Despite expectations that conditions would turn back towards expansion - the survey showed continued contraction instead. This is a bit surprising giving the rebuilding in the region as the recovery from Hurricane Sandy continues. For the month the general conditions index is little changed in the January reading, at minus 7.78 versus a revised minus 7.30 to indicate monthly contraction at a slightly deeper rate than December. The good news in the report is that future expectations of manufacturers, who always seem to be an optimistic bunch, turned higher giving a slight boost to the composite index. The composite index is currently at levels seen in mid-2011 just post the debt ceiling debate.
At that time the plunge was offset by Fed intervention, plunging energy prices, an unseasonably warm winter and a restart of manufacturing post the Japanese earthquake/tsunami shutdown. With the debt ceiling once again looming, a more normal winter in progress and energy prices rising back towards the century mark will QE 3/4 from the Fed be enough to turn manufacturing back up?
If we dive down into the data, as shown in the chart above, we see that new orders, as well as unfilled orders, are especially weak which point to problems for future production and employment in the region. New orders fell sharply to a -7.18 this month versus the prior month's -3.44. Unfilled orders also extended declines to -7.53 compared to -6.45 to extend a long run of contraction. Prices paid increased much more sharply than prices received showing the problem for manufacturers to pass on costs to customers while will continue to drag on already weak profit margins.

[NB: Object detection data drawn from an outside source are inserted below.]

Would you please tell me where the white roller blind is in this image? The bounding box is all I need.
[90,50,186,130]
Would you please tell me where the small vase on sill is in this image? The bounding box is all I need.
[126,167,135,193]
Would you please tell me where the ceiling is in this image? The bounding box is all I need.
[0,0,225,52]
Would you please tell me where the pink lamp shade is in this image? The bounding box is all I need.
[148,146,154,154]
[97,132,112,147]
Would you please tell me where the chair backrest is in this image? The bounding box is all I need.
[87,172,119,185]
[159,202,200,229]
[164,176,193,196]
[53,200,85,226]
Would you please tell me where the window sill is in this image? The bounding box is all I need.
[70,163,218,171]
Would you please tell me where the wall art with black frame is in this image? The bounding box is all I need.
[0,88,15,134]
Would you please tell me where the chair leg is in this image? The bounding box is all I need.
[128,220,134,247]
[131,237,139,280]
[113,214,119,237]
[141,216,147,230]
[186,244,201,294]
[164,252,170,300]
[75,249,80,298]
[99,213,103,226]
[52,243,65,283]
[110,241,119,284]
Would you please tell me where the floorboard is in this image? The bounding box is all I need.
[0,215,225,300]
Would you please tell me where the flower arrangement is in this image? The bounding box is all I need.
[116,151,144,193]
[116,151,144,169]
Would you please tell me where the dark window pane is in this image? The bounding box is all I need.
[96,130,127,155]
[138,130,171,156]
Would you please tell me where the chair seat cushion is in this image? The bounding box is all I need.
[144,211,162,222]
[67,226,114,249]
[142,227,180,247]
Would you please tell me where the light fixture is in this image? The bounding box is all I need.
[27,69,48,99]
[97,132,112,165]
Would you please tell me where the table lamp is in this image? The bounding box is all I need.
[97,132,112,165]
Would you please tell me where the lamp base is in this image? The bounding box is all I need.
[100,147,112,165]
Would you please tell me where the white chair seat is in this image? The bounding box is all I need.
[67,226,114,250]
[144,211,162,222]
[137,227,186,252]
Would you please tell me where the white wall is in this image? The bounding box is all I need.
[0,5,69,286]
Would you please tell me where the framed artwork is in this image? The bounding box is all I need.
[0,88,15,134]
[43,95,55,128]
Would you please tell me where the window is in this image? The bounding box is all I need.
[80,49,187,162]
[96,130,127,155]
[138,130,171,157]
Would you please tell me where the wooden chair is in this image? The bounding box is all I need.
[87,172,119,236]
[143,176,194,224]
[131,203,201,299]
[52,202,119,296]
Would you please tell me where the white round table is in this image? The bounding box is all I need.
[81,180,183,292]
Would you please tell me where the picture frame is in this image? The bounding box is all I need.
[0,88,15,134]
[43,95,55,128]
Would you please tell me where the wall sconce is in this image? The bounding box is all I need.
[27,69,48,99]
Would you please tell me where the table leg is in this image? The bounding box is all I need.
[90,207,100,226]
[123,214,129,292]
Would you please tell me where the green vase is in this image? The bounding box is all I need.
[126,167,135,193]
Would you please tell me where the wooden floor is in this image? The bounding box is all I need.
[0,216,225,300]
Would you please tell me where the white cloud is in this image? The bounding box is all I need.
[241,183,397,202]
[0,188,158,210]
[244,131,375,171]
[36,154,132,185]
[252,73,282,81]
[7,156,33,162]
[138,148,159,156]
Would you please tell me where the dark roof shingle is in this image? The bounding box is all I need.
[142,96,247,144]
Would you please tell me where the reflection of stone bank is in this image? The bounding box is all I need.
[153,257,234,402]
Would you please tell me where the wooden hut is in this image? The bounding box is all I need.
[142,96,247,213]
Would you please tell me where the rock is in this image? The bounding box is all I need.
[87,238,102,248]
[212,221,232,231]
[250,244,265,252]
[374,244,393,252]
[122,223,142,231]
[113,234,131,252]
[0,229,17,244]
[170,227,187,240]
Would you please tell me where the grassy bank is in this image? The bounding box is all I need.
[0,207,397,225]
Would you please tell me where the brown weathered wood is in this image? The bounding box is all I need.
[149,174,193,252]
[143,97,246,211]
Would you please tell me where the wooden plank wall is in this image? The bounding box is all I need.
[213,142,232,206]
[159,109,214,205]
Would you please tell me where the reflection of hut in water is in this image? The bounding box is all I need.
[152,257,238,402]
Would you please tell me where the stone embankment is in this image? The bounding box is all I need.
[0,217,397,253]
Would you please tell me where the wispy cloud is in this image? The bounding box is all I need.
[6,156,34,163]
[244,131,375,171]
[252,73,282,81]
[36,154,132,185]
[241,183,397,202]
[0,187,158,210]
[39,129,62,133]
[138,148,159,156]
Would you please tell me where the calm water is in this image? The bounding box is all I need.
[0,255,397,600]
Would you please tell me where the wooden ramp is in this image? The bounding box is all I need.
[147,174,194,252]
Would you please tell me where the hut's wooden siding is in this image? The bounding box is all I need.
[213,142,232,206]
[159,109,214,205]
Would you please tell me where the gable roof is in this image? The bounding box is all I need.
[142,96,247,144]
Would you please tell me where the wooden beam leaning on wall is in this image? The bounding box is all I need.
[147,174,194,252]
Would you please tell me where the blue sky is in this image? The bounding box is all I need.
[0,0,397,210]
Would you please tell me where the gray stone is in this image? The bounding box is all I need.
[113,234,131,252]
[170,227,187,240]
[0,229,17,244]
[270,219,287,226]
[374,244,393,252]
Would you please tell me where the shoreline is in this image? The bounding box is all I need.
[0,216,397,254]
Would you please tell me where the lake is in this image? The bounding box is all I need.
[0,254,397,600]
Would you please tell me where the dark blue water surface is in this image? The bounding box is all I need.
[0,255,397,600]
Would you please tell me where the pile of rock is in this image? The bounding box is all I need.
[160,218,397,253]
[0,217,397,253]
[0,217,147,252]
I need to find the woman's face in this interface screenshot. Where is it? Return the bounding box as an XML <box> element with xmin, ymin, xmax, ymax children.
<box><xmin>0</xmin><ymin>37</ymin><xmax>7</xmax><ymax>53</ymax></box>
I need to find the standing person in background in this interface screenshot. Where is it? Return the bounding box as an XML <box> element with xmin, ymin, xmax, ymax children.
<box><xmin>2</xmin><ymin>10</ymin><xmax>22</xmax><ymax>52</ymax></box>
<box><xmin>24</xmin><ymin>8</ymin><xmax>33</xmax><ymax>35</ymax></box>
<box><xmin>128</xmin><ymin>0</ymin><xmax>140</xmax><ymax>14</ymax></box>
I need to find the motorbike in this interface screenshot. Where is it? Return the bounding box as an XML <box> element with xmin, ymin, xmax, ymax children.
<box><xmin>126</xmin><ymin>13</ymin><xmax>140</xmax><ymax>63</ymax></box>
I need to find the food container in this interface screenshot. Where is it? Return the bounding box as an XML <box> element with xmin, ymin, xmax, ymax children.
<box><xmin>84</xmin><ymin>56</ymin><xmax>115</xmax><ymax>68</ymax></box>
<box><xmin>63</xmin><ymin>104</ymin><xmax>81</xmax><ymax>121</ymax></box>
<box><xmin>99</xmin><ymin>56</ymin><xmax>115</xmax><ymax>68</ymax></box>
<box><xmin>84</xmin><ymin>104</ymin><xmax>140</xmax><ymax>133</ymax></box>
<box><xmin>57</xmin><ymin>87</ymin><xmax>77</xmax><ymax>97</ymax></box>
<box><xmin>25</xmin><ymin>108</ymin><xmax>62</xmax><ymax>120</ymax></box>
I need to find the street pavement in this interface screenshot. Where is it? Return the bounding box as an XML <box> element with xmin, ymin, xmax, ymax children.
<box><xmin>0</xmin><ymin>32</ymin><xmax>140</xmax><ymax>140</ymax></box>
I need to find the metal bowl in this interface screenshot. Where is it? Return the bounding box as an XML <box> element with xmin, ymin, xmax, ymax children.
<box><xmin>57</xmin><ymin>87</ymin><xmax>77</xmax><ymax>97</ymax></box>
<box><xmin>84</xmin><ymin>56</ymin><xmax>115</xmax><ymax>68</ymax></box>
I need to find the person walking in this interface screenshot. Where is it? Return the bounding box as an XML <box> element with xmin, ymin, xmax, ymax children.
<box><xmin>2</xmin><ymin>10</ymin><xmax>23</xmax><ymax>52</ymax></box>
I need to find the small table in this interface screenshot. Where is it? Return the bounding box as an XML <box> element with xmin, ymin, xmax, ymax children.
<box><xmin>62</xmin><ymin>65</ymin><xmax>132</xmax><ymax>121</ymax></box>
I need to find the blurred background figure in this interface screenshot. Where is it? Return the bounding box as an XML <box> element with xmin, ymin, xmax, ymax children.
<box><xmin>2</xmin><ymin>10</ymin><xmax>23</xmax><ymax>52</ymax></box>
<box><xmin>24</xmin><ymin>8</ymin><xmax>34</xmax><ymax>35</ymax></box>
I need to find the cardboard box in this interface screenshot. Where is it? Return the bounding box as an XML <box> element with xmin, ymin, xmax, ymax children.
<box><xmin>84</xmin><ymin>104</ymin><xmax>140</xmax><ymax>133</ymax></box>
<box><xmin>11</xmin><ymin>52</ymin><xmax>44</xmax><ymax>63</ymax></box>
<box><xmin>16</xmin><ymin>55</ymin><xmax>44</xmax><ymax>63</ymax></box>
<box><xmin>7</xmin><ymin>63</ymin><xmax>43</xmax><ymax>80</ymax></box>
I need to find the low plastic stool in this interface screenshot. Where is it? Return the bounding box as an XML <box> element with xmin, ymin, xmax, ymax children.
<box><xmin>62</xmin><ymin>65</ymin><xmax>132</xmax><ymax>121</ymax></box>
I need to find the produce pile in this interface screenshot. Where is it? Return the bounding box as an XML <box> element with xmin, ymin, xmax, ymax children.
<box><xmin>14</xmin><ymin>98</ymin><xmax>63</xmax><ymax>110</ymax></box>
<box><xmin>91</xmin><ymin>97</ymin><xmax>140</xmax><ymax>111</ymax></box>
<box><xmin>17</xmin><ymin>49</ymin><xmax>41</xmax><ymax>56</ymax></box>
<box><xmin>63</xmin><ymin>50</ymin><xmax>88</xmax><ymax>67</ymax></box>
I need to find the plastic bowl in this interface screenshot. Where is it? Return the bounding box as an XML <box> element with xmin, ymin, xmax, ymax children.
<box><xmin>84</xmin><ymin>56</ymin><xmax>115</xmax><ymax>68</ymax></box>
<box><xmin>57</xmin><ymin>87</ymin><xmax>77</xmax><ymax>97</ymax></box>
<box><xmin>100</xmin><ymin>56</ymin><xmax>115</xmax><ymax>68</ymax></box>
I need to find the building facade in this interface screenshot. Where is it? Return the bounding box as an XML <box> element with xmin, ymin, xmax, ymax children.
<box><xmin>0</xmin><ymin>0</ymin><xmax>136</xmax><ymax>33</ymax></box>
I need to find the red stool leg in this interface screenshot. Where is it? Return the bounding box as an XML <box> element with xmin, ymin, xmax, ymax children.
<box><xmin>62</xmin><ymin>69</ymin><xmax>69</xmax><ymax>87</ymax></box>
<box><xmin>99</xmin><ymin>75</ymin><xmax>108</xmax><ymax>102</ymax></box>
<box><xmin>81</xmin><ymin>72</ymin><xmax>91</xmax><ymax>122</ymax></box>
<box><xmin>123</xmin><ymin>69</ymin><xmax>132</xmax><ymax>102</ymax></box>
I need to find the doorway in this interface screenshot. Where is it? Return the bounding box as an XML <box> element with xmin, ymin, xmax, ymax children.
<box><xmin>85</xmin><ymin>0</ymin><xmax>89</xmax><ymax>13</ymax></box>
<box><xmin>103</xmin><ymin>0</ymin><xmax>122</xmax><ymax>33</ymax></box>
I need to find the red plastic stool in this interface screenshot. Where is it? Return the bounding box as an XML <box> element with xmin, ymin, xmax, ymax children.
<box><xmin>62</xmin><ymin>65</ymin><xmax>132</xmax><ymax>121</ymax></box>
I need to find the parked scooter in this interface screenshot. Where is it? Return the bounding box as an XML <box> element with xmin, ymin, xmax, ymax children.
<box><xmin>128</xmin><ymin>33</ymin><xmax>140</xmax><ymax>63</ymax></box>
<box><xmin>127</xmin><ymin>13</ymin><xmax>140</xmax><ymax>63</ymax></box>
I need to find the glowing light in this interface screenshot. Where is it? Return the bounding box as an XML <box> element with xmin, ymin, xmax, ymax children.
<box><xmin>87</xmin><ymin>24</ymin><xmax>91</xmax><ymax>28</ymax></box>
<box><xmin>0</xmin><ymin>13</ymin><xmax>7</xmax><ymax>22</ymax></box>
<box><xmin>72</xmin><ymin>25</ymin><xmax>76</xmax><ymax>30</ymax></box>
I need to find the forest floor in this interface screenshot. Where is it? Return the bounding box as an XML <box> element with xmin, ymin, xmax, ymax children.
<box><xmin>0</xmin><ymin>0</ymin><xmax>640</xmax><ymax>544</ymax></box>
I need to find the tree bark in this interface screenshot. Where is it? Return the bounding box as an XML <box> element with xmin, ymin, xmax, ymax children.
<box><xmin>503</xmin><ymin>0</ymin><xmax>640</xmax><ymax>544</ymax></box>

Other details show contraction in shipments falling from 14.18 in November to -3.08 in January. Employment has continued to contract, albeit at a slower rate this month, improving from -14.61 in November to -4.3 in January. The destocking of inventories also slowed from -12.36 in November to -8.6 in January which may point to a leanness in inventories that could produce a short term pop for restocking.
The Tie That Binds
Stepping back a moment from the individual reports we can see a common thread between each of them - the consumer. Retail demand has been weakening since the peak of the recessionary recovery in 2011. In an economy that is based 70% on consumption the slide in aggregate end demand has impacted profit margins for businesses which have kept them on the defensive with hiring and wages.
Of course, the problem with weak employment is that wages do not keep up with inflationary pressures. As discussed previiously, and shown in the chart below, as inflation erodes purchases power it further impaires consumption which in turn keeps businesses on the defensive. It is a virtual spiral that is very difficult to break.
The issue over the next few months will be the real impact of recent tax increases that will sap more out of consumer's paychecks. It is possible that the effect on the economy could be worse than current estimates anticipate. In such an environment the drag on the economy could keep growth suppressed for the next several quarters.
As we discussed recently the impact of the Fed's interventions are keeping asset prices elevated currently but the effect of current monetary policy has been largely muted as compared to previous programs. However, as opposed to previous operations, earnings are weak, valuations are high and optimism is exuberant - these are hardly the conditions required for a sustainable bull market going forward.